Foot, bike and drive-through traffic to Graceland increases significantly on Memorial Day. The employees of Graceland try to freshly landscape the cemetery and plant summer flowers, but that isn’t always possible with Chicago weather. Allen said the cemetery tries to be fully staffed on Memorial Day morning (the office is only open for half of the day) so that plenty of people are on hand to help with directions, floral wreath displays and heat or rain protection.

“I think it puts things in perspective for people who work in the industry for cemeteries, that even though there are people that are in the ground that are no longer with us, there are still people that cared about them, that have family related to them,” Allen said. “And that’s really the main point of helping them feel better and more at peace with very tough, the toughest thing they’ll ever have to deal with is the death of a loved one.”

In smaller towns without beaches or multiple festivals, the holiday is usually spent with close personal relatives or one community event. In these towns, it’s the people that make the holiday.

In Stoughton, Wisconsin, Carl Sampson read the Gettysburg Address at the town Memorial Day service every year for 72 years in a row until he passed away in 2017.
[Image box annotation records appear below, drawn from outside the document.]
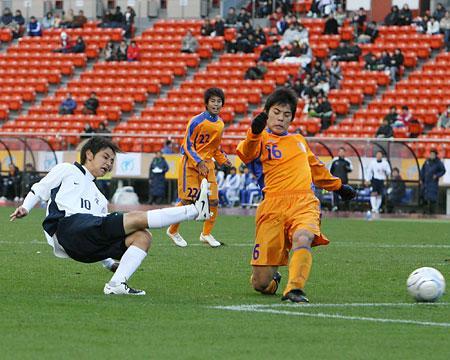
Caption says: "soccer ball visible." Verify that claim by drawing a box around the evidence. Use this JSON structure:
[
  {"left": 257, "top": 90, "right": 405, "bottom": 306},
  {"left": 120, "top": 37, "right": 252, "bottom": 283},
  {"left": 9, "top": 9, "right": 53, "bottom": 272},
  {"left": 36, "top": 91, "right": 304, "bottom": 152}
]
[{"left": 406, "top": 267, "right": 445, "bottom": 302}]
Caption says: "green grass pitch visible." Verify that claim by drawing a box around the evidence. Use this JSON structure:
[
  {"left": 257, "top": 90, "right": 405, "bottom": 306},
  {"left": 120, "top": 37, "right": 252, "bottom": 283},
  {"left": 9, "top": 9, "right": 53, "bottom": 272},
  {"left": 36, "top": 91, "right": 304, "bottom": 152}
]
[{"left": 0, "top": 208, "right": 450, "bottom": 359}]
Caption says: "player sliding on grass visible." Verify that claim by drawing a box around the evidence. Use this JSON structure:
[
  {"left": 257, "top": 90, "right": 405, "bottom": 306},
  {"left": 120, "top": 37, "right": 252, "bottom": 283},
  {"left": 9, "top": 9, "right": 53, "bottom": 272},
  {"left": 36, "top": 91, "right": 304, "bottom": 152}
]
[
  {"left": 10, "top": 137, "right": 210, "bottom": 295},
  {"left": 237, "top": 88, "right": 356, "bottom": 302}
]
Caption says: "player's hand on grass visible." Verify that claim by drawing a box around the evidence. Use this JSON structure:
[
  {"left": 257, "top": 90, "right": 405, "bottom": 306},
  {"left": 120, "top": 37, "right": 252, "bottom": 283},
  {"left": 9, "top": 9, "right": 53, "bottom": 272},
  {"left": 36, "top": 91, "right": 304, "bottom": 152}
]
[
  {"left": 197, "top": 160, "right": 209, "bottom": 177},
  {"left": 336, "top": 184, "right": 356, "bottom": 201},
  {"left": 252, "top": 112, "right": 267, "bottom": 135},
  {"left": 9, "top": 206, "right": 28, "bottom": 221}
]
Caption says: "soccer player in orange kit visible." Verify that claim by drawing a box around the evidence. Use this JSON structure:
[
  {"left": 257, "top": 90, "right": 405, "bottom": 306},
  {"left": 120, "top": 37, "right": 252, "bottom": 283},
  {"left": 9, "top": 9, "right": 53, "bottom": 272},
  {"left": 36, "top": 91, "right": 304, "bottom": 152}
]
[
  {"left": 237, "top": 88, "right": 356, "bottom": 303},
  {"left": 166, "top": 88, "right": 232, "bottom": 247}
]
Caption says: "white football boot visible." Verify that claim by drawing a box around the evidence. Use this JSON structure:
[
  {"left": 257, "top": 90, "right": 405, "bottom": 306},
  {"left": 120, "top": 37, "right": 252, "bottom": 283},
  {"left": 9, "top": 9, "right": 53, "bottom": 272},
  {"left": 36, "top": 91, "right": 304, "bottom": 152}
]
[
  {"left": 103, "top": 282, "right": 145, "bottom": 295},
  {"left": 194, "top": 179, "right": 211, "bottom": 221},
  {"left": 166, "top": 227, "right": 187, "bottom": 247},
  {"left": 200, "top": 233, "right": 222, "bottom": 247}
]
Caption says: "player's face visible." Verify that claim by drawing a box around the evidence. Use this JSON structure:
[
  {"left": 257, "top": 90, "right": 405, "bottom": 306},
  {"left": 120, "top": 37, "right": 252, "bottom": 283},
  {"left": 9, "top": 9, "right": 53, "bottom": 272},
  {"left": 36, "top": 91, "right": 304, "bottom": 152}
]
[
  {"left": 206, "top": 96, "right": 223, "bottom": 115},
  {"left": 85, "top": 148, "right": 116, "bottom": 177},
  {"left": 267, "top": 104, "right": 292, "bottom": 135}
]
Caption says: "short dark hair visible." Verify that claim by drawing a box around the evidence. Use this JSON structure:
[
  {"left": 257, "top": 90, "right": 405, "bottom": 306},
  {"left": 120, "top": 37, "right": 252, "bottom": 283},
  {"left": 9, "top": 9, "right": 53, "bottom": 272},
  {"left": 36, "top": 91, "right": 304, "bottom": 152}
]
[
  {"left": 203, "top": 88, "right": 225, "bottom": 106},
  {"left": 80, "top": 136, "right": 122, "bottom": 165},
  {"left": 264, "top": 87, "right": 298, "bottom": 121}
]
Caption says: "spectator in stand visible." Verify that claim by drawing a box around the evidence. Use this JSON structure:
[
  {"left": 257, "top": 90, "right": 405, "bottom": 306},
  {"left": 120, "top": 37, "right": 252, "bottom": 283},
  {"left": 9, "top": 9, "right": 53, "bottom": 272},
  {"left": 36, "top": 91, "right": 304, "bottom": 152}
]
[
  {"left": 383, "top": 105, "right": 398, "bottom": 126},
  {"left": 352, "top": 7, "right": 367, "bottom": 37},
  {"left": 314, "top": 96, "right": 333, "bottom": 131},
  {"left": 103, "top": 40, "right": 117, "bottom": 61},
  {"left": 83, "top": 92, "right": 99, "bottom": 115},
  {"left": 392, "top": 105, "right": 412, "bottom": 128},
  {"left": 225, "top": 6, "right": 237, "bottom": 27},
  {"left": 200, "top": 18, "right": 214, "bottom": 36},
  {"left": 112, "top": 6, "right": 124, "bottom": 28},
  {"left": 99, "top": 10, "right": 113, "bottom": 28},
  {"left": 420, "top": 149, "right": 445, "bottom": 214},
  {"left": 331, "top": 41, "right": 361, "bottom": 61},
  {"left": 398, "top": 3, "right": 412, "bottom": 26},
  {"left": 433, "top": 3, "right": 446, "bottom": 22},
  {"left": 0, "top": 8, "right": 14, "bottom": 27},
  {"left": 127, "top": 40, "right": 141, "bottom": 61},
  {"left": 330, "top": 60, "right": 344, "bottom": 89},
  {"left": 323, "top": 14, "right": 339, "bottom": 35},
  {"left": 356, "top": 21, "right": 378, "bottom": 44},
  {"left": 244, "top": 61, "right": 267, "bottom": 80},
  {"left": 275, "top": 13, "right": 289, "bottom": 35},
  {"left": 58, "top": 93, "right": 77, "bottom": 115},
  {"left": 386, "top": 168, "right": 406, "bottom": 213},
  {"left": 211, "top": 15, "right": 225, "bottom": 36},
  {"left": 123, "top": 6, "right": 136, "bottom": 39},
  {"left": 42, "top": 11, "right": 55, "bottom": 30},
  {"left": 255, "top": 25, "right": 267, "bottom": 45},
  {"left": 116, "top": 40, "right": 128, "bottom": 61},
  {"left": 258, "top": 39, "right": 281, "bottom": 62},
  {"left": 236, "top": 7, "right": 251, "bottom": 27},
  {"left": 427, "top": 17, "right": 440, "bottom": 35},
  {"left": 330, "top": 147, "right": 353, "bottom": 211},
  {"left": 72, "top": 10, "right": 87, "bottom": 29},
  {"left": 439, "top": 11, "right": 450, "bottom": 51},
  {"left": 389, "top": 48, "right": 405, "bottom": 83},
  {"left": 13, "top": 10, "right": 25, "bottom": 26},
  {"left": 80, "top": 123, "right": 95, "bottom": 139},
  {"left": 334, "top": 4, "right": 347, "bottom": 26},
  {"left": 148, "top": 151, "right": 169, "bottom": 204},
  {"left": 2, "top": 163, "right": 22, "bottom": 202},
  {"left": 181, "top": 30, "right": 198, "bottom": 54},
  {"left": 69, "top": 36, "right": 86, "bottom": 54},
  {"left": 375, "top": 118, "right": 394, "bottom": 139},
  {"left": 437, "top": 104, "right": 450, "bottom": 129},
  {"left": 384, "top": 5, "right": 400, "bottom": 26},
  {"left": 61, "top": 9, "right": 75, "bottom": 28},
  {"left": 27, "top": 16, "right": 42, "bottom": 36}
]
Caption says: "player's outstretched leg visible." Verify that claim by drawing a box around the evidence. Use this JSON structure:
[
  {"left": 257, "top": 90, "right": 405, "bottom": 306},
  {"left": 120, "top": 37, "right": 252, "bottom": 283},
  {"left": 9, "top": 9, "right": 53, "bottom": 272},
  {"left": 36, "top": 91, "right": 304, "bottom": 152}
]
[
  {"left": 166, "top": 179, "right": 212, "bottom": 247},
  {"left": 281, "top": 230, "right": 314, "bottom": 303},
  {"left": 103, "top": 230, "right": 152, "bottom": 295}
]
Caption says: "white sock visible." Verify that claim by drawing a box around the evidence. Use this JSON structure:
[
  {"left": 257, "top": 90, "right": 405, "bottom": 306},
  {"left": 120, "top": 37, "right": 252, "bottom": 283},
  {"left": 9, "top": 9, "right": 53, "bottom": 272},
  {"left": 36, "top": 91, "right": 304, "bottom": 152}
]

“He was Stoughton’s historian,” said Lisa Clark, a resident of Stoughton and former friend of Sampson. “He didn’t have to read it, he had it memorized. And, he had impeccable timing.”

Without Sampson, Clark is unsure that the service will be the same, but the memory of him lingers with her on Memorial Day.

Photo: Meredith Melland, 14 East.

Kris Quade has memories of pies and peonies on Memorial Day. Currently a resident of Laramie, Wyoming, Quade grew up in Warren, Illinois. She remembers that many local veteran families participated in Memorial Day and that her extended family stayed overnight at her house in preparation of visiting the family plots.

“The bigger memory is really about family getting together, because in a town of 1,500, the people buried in your town cemetery are all the people you know,” said Quade.

One of Quade’s visiting aunts was known as the best pie maker in town.

“My one aunt…would make four to six pies on the days of Memorial Day, so no matter what time the relatives came by, they would be offered pie and coffee,” Quade said.

Growing up, Quade remembers her mother making time every Memorial Day to visit the burial of her mother’s sister, who passed away when she was 14.

“My mom got to her grave and would take fresh peonies to put on her grave, and it’s such a memory of mine that I always try to do the same with her grave,” Quade said.

Memorial Day is a holiday open to interpretation. It can be a surface-level bank holiday, a beer-and-barbecue-filled kickoff to summer, or a time for gathering and remembrance. In Chicago, it’s everything at once.

“Though Memorial Day is supposed to be for the remembrance of fallen soldiers and veterans, most people do think of it as a day to remember their loved ones as well,” Allen said. “So it’s not just the people that come in for veterans who have passed away, but it’s also for people who are coming in to remember their loved ones, whether they were a veteran or not.”